Comments are always Wrong

I was taking a break.

I worked at a big game company. My group was porting a PC game to the Amiga. Mostly I was rewriting the slowest parts in 68000 assembly language. We worked all sorts of odd hours, but no matter what hours I was in there, I always got sleepy an hour after lunch, so I walked around to wake up.

We had a nice Atrium with some indoor trees and a restaraunt in the building. Lots of places to go, even in rainy Eugene. Stairs to walk up and down.

I ended up in the big office where the three guys programming the football game sat. I was social with all three. We all had families or were soon to have them.

Their window was open. There was a cool breeze, and you could hear teenagers and buses outside. It was nice. I could sit there and shoot the bull for maybe 10 minutes before getting kicked out.

DaveM was running a batch or a grep or something on some source file he was looking at.

Bang, all the comments were gone. He leaned in and started looking at code.

 

No Comment

“Where did the comments go?,” I asked.

“Comments are always wrong. You should never look at them.”

Wow. This was great. My day had gone from drab to peacock in a blink. There was nothing, nothing better than an argument that started with one of Dave’s provocative statements.

“Well that can’t be true. Some comments must be right.”

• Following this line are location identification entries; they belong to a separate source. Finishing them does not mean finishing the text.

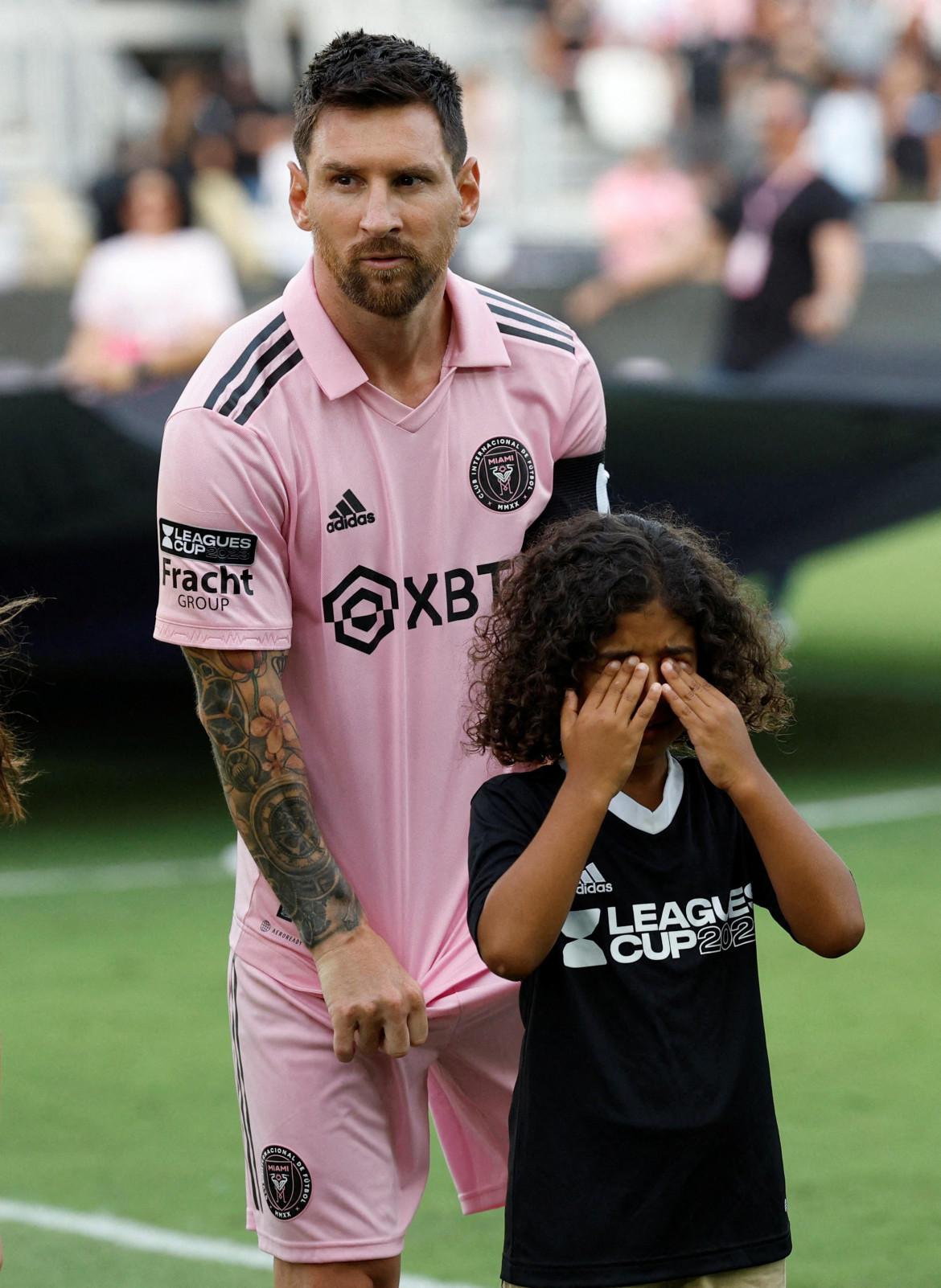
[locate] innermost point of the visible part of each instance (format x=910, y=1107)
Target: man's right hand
x=374, y=1003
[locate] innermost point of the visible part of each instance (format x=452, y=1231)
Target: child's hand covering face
x=714, y=725
x=600, y=740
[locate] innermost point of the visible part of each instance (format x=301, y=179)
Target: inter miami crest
x=502, y=474
x=286, y=1183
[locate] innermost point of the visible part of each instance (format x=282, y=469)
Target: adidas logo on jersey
x=350, y=513
x=594, y=883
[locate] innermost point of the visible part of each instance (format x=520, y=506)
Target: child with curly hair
x=618, y=883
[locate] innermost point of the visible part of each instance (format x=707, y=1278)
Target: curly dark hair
x=361, y=70
x=564, y=595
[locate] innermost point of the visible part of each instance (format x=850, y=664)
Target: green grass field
x=117, y=1080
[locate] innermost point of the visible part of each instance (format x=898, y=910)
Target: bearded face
x=395, y=291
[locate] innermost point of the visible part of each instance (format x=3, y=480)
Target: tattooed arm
x=374, y=1003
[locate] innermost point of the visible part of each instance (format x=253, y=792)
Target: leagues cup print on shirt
x=503, y=474
x=212, y=589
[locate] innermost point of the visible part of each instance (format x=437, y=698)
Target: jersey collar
x=635, y=814
x=650, y=821
x=475, y=338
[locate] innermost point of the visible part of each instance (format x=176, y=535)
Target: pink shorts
x=337, y=1155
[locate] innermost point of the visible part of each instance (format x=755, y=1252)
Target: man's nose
x=380, y=215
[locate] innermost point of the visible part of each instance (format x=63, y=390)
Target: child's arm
x=815, y=889
x=526, y=907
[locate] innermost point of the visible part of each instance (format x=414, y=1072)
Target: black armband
x=577, y=485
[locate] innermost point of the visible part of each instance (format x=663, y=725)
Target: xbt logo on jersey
x=363, y=607
x=660, y=932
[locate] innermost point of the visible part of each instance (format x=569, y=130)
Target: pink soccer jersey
x=301, y=507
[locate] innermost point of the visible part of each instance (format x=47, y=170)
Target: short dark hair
x=363, y=71
x=565, y=594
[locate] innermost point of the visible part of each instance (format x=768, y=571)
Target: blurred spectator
x=186, y=98
x=151, y=301
x=628, y=96
x=284, y=246
x=847, y=138
x=793, y=265
x=913, y=117
x=562, y=32
x=651, y=223
x=220, y=203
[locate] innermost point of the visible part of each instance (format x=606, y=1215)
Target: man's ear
x=468, y=183
x=297, y=197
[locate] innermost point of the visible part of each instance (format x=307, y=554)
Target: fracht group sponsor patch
x=209, y=545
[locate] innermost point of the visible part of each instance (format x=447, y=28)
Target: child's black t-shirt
x=643, y=1144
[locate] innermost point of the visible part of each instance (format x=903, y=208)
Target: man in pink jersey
x=340, y=483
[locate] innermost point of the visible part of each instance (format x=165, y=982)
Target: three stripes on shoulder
x=273, y=352
x=257, y=370
x=538, y=326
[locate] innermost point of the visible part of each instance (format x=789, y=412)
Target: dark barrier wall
x=775, y=478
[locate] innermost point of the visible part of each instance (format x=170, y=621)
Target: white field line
x=877, y=808
x=151, y=1238
x=844, y=812
x=133, y=1234
x=113, y=877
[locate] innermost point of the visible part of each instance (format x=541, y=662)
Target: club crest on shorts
x=286, y=1183
x=502, y=474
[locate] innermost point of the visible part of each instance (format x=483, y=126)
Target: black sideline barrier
x=776, y=477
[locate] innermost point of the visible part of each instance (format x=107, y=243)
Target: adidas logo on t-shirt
x=594, y=883
x=350, y=513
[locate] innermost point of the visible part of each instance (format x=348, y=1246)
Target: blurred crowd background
x=782, y=152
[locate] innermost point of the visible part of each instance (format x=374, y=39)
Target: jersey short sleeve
x=762, y=889
x=222, y=553
x=583, y=433
x=579, y=478
x=504, y=818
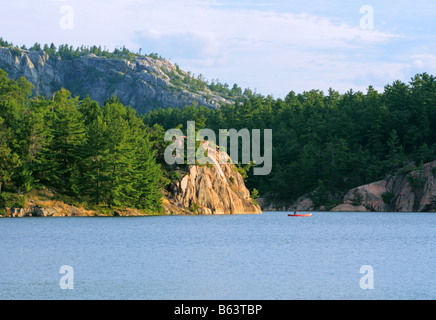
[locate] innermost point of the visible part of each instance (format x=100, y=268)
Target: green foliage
x=88, y=154
x=12, y=200
x=357, y=199
x=343, y=140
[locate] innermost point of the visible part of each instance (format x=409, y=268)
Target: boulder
x=211, y=189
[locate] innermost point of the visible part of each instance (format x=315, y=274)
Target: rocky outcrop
x=211, y=189
x=303, y=203
x=144, y=83
x=413, y=191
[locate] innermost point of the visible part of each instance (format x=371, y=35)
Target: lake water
x=249, y=257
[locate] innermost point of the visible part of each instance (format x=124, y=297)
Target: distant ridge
x=143, y=82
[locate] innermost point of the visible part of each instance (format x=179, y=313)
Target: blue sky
x=272, y=47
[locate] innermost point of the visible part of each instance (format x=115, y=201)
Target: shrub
x=12, y=200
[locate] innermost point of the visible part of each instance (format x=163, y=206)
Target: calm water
x=269, y=256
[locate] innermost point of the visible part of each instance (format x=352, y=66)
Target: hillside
x=143, y=82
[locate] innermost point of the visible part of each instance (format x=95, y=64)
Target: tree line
x=100, y=156
x=327, y=143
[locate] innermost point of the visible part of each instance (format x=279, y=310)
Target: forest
x=327, y=143
x=323, y=143
x=96, y=156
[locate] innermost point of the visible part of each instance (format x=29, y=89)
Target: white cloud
x=261, y=48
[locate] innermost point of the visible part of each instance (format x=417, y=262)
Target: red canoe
x=300, y=215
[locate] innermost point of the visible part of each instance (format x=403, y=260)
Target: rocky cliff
x=144, y=83
x=410, y=190
x=213, y=188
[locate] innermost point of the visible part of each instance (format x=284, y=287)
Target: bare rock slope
x=144, y=83
x=214, y=188
x=413, y=191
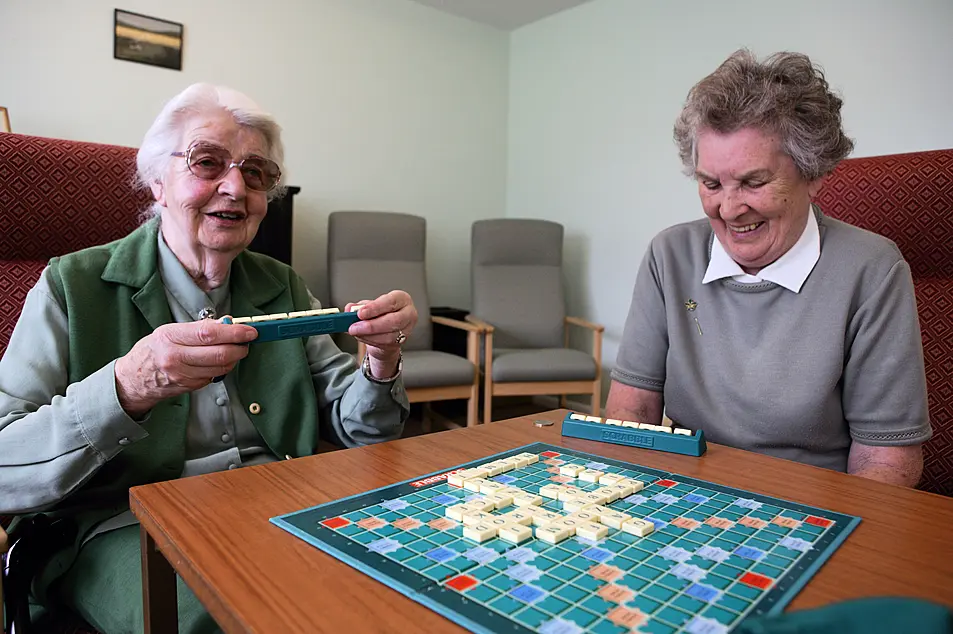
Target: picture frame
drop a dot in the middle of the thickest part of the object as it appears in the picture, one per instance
(147, 40)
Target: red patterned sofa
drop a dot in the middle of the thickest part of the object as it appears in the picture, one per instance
(909, 199)
(58, 196)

Dave and I had managed to distract TimM and GlenW. Tim offered, “All of mine are wrong.” Glen laughed.

This was serious business to Dave.

 

The Code is the Code

“The code is the code. That’s what runs. If you read the comment, it’ll tell you what the guy meant to do, but the guy probably wrote it wrong anyway. And it’s probably changed twice since then. If you believe the comment, you won’t really look to see what the code is doing.”

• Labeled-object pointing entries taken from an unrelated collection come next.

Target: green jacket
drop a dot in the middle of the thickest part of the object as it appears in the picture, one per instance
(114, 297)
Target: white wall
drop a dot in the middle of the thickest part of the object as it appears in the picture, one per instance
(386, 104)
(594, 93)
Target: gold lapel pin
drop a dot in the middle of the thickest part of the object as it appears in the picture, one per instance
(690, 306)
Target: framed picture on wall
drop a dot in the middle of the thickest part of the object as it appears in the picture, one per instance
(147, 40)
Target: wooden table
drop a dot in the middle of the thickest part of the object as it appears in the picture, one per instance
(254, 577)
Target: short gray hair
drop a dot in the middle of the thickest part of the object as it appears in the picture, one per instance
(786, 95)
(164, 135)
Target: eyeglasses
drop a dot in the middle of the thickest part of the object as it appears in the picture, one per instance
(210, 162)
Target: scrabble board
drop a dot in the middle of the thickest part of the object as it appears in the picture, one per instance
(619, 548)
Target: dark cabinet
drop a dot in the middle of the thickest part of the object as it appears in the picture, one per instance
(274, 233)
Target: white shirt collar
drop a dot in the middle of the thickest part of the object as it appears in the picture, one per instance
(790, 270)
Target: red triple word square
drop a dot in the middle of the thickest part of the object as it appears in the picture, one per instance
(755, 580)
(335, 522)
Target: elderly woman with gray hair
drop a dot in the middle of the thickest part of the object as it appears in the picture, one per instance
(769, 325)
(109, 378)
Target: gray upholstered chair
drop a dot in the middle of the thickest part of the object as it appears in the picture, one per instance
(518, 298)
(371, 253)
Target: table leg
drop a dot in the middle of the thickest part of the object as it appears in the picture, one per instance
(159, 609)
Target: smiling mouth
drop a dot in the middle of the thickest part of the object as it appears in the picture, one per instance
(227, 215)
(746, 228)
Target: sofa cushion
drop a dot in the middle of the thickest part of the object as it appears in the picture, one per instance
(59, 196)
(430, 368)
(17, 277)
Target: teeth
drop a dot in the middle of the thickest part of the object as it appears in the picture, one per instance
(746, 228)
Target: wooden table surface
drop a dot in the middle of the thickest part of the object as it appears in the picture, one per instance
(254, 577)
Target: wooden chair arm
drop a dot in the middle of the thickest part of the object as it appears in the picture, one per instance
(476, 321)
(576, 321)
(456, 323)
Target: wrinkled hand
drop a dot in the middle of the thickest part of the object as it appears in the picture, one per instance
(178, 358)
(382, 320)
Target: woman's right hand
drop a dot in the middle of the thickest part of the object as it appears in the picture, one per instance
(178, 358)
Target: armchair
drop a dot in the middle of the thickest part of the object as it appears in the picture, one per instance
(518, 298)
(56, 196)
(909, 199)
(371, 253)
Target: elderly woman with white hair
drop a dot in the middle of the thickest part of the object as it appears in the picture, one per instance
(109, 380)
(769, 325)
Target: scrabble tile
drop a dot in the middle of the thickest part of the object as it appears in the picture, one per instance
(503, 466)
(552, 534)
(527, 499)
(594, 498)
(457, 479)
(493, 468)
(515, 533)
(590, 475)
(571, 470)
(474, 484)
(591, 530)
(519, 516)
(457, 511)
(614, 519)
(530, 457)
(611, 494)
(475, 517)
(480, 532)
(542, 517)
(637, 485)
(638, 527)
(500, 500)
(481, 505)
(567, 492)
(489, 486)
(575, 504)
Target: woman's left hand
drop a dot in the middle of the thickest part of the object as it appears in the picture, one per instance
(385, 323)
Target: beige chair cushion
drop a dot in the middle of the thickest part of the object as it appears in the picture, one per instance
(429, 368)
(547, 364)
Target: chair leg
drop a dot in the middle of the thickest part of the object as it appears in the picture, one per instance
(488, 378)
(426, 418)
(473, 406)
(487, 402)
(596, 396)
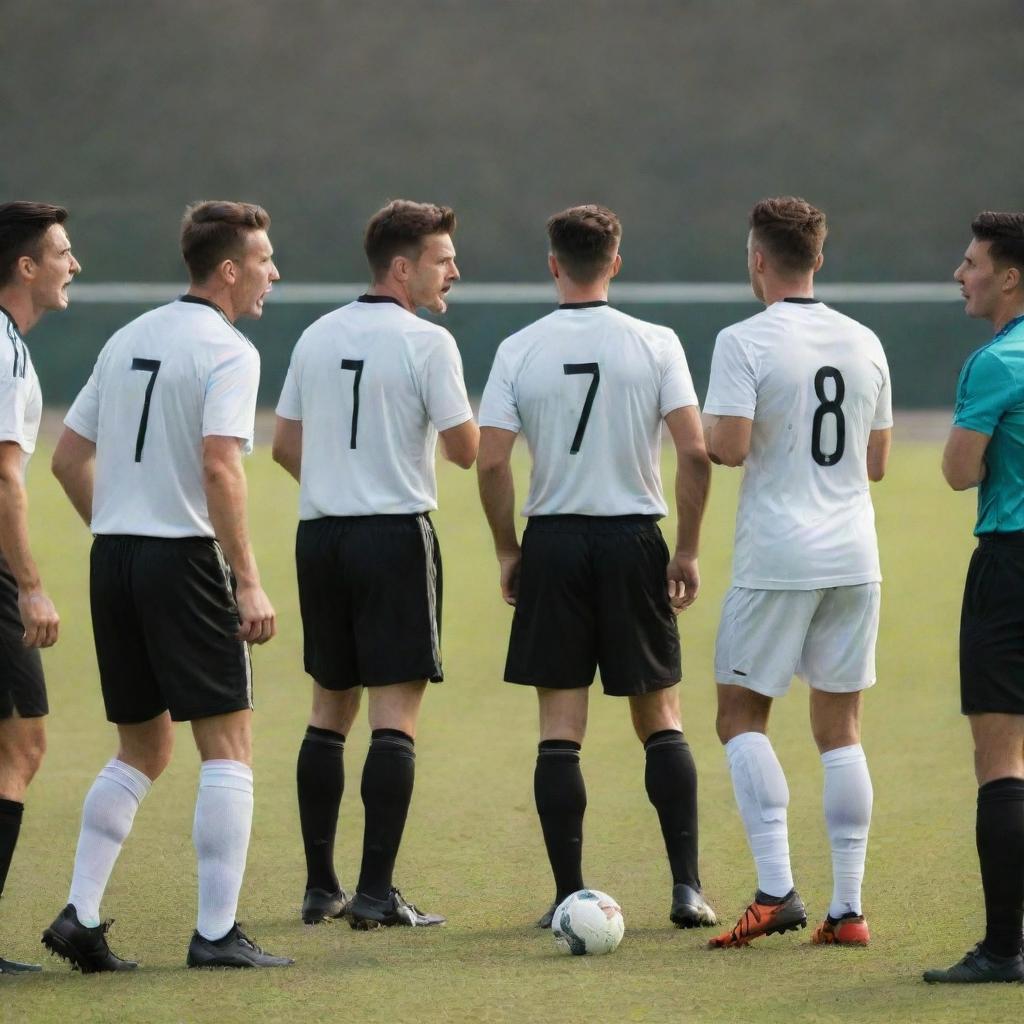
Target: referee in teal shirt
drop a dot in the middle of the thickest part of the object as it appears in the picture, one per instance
(986, 450)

Glen said, “My favorite kind of comment is the one that says, ‘increment m.'”

“Yeah, and there’s no m anywhere in the file anymore,” Tim joked.

“I just don’t want to see them,” stressed Dave, “they don’t help anyone.”

“Most of my comments mark the places where I don’t know what I’m doing,” I said. I was getting into it. “They say, ‘I should look at this again,’ or, ‘I should do this a better way.'”

Tim said, “Let me look at my comments… Here’s one. It says, ‘I don’t know why this works.'”

Dave said, “I believe that one.”

“Yeah,” Tim said. “Maybe all my comments aren’t wrong after all.”

3 Comments

  1. I always thought Tim was the smartest one in the room. Now I know for sure.

  2. juliejulie, your comment is wrong. Comments are always wrong.

  3. The tests are what the programmer should have done.

    The code is what the programmer actually did.

    The comments are what they thought they were doing.